Hormel Foods, the powerhouse Minnesota brand that's practically synonymous with meatpacking, said Thursday it is selling its large processing plant in Fremont, Neb., exiting the hog-slaughtering business it started in more than a century ago.
The Austin-based company will continue a close supply partnership with the plant's new owners, WholeStone Farms LLC, a recently created firm that itself represents a new turn in agriculture.
WholeStone Farms is a consortium of 220 hog farmers and producers from southwest Minnesota, South Dakota and beyond. WholeStone said it initiated the deal in hopes that the farmers can capture a greater percentage of the value for the hogs they raise.
Neither Hormel nor WholeStone disclosed the sale price for the Fremont plant, with Hormel citing a required "quiet period" ahead of the release of a quarterly financial report next week.
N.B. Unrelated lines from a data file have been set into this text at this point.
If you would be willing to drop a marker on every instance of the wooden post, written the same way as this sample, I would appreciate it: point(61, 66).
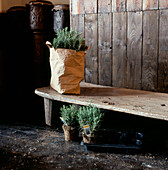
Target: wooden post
point(48, 111)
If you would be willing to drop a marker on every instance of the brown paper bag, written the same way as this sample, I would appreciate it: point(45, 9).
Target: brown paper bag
point(67, 69)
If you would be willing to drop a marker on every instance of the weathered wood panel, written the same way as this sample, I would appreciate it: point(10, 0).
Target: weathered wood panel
point(137, 102)
point(150, 4)
point(163, 52)
point(91, 68)
point(150, 50)
point(118, 5)
point(134, 50)
point(104, 6)
point(78, 23)
point(119, 49)
point(90, 6)
point(104, 48)
point(134, 5)
point(163, 4)
point(77, 7)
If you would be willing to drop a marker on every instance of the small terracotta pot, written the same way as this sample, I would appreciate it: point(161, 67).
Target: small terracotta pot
point(89, 138)
point(70, 133)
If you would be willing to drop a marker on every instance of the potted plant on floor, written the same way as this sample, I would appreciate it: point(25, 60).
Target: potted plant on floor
point(89, 119)
point(67, 61)
point(70, 126)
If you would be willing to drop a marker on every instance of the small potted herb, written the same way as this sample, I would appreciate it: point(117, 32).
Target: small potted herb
point(67, 61)
point(89, 118)
point(70, 126)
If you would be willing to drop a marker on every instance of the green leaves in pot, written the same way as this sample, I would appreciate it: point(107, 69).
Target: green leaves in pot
point(90, 115)
point(69, 40)
point(69, 115)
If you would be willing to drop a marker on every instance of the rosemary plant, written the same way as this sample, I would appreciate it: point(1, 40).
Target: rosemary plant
point(90, 115)
point(69, 40)
point(69, 115)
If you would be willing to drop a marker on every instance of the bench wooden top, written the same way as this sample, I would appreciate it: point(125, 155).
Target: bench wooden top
point(137, 102)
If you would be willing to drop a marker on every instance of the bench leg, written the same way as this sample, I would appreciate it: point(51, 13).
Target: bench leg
point(48, 111)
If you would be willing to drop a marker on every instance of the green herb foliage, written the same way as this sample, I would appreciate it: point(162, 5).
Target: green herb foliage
point(69, 114)
point(90, 115)
point(69, 40)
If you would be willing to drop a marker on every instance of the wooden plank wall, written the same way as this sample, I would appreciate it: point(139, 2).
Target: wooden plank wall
point(128, 40)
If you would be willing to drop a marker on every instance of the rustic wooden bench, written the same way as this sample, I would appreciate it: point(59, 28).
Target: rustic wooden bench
point(136, 102)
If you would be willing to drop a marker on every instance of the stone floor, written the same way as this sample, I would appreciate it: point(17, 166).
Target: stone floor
point(30, 146)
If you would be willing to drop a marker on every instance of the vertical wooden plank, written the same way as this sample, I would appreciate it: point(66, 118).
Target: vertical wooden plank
point(77, 7)
point(134, 50)
point(104, 6)
point(118, 5)
point(104, 48)
point(163, 4)
point(134, 5)
point(48, 111)
point(91, 61)
point(163, 52)
point(150, 50)
point(90, 6)
point(119, 49)
point(78, 23)
point(150, 4)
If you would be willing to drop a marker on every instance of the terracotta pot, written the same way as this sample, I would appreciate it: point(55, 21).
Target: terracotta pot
point(70, 133)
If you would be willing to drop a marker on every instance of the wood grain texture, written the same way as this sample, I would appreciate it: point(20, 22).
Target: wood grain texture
point(91, 64)
point(104, 50)
point(48, 111)
point(134, 5)
point(150, 4)
point(118, 5)
point(104, 6)
point(136, 102)
point(150, 50)
point(119, 49)
point(134, 50)
point(77, 7)
point(78, 23)
point(163, 52)
point(90, 6)
point(163, 4)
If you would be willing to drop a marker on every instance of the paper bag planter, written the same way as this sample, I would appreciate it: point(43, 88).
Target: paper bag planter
point(67, 65)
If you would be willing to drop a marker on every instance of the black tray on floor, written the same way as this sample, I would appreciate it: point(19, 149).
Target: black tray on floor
point(116, 148)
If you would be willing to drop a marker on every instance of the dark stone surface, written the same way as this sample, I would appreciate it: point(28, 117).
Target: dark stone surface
point(28, 146)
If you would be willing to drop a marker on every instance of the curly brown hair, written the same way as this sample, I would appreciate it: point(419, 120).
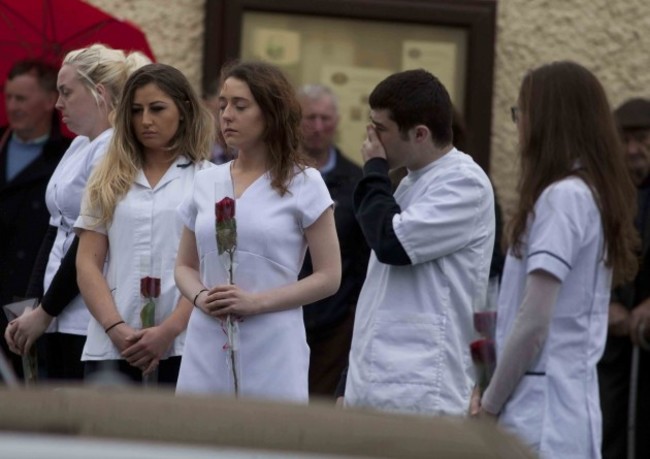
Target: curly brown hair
point(277, 100)
point(566, 118)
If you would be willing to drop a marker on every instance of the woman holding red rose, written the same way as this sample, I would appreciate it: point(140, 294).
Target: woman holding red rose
point(282, 207)
point(571, 235)
point(129, 231)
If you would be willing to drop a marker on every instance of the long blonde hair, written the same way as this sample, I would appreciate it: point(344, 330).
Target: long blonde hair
point(113, 177)
point(566, 118)
point(99, 64)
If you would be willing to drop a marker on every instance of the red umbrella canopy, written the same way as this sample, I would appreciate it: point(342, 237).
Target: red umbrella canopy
point(48, 29)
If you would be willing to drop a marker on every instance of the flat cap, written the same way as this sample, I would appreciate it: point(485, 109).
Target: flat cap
point(633, 114)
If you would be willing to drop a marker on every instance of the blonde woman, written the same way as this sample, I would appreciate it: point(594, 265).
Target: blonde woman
point(90, 83)
point(283, 208)
point(163, 136)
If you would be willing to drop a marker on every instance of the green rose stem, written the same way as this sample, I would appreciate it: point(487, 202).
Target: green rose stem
point(150, 290)
point(226, 232)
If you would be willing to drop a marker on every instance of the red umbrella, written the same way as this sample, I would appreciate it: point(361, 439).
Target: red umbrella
point(48, 29)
The property is valued at more than $14.2 million, according to Dodge County, Neb., records.
While Hormel has about a dozen plants around the country to make various meat and grocery foods, it relies on two facilities for slaughtering hogs — the one in Fremont and another in Austin.
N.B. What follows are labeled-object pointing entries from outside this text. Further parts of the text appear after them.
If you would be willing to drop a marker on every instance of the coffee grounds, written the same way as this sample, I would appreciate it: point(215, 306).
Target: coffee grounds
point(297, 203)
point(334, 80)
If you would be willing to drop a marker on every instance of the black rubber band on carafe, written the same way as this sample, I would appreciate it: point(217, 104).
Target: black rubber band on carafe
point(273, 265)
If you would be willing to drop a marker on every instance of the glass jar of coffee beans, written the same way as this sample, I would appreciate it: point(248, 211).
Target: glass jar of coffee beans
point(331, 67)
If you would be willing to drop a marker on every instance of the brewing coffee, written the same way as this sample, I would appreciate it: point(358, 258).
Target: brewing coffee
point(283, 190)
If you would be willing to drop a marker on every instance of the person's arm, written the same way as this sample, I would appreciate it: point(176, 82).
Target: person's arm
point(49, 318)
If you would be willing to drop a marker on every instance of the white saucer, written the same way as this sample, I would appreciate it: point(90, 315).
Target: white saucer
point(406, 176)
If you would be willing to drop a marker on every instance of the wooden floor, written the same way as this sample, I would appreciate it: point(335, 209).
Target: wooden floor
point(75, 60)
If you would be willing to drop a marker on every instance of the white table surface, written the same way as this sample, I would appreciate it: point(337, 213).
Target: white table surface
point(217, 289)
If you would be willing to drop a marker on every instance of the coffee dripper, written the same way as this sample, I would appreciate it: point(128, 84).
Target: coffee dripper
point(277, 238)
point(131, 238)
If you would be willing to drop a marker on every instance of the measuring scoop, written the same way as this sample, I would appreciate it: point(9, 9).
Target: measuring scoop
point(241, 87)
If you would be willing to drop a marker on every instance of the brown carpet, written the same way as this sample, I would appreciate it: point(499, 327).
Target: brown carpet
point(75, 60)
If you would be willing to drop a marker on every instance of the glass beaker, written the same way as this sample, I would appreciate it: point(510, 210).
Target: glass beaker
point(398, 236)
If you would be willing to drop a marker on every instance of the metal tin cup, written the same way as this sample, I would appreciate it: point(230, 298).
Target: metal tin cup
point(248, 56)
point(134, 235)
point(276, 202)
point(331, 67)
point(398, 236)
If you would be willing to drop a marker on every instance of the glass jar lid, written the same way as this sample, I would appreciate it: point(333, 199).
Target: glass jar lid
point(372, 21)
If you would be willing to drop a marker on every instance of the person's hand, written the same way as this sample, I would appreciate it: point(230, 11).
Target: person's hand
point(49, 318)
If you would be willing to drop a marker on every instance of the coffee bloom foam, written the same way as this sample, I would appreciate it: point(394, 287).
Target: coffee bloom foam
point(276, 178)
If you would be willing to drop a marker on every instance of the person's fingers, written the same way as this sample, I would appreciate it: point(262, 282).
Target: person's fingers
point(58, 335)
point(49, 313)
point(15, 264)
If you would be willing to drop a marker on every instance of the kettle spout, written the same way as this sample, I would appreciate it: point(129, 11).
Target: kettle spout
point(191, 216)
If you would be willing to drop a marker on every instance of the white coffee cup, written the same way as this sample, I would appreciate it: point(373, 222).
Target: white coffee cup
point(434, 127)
The Austin plant is run by Quality Pork Processors Inc. (QPP), a Dallas-based company that bought the facility from Hormel in the late 1980s. QPP sells exclusively to Hormel.
Under the deal announced Thursday, WholeStone will sell its Fremont-produced pork exclusively to Hormel for at least three years with an option to extend. Hormel has owned the Fremont facility since the 1940s. It employs roughly 1,500 people and produces the company's meat products like Spam, bacon, pepperoni, pork sausages and lunch meat.
The transaction is also a dramatic step for WholeStone's members who say they are fighting for the survival of their family farms and rural livelihoods.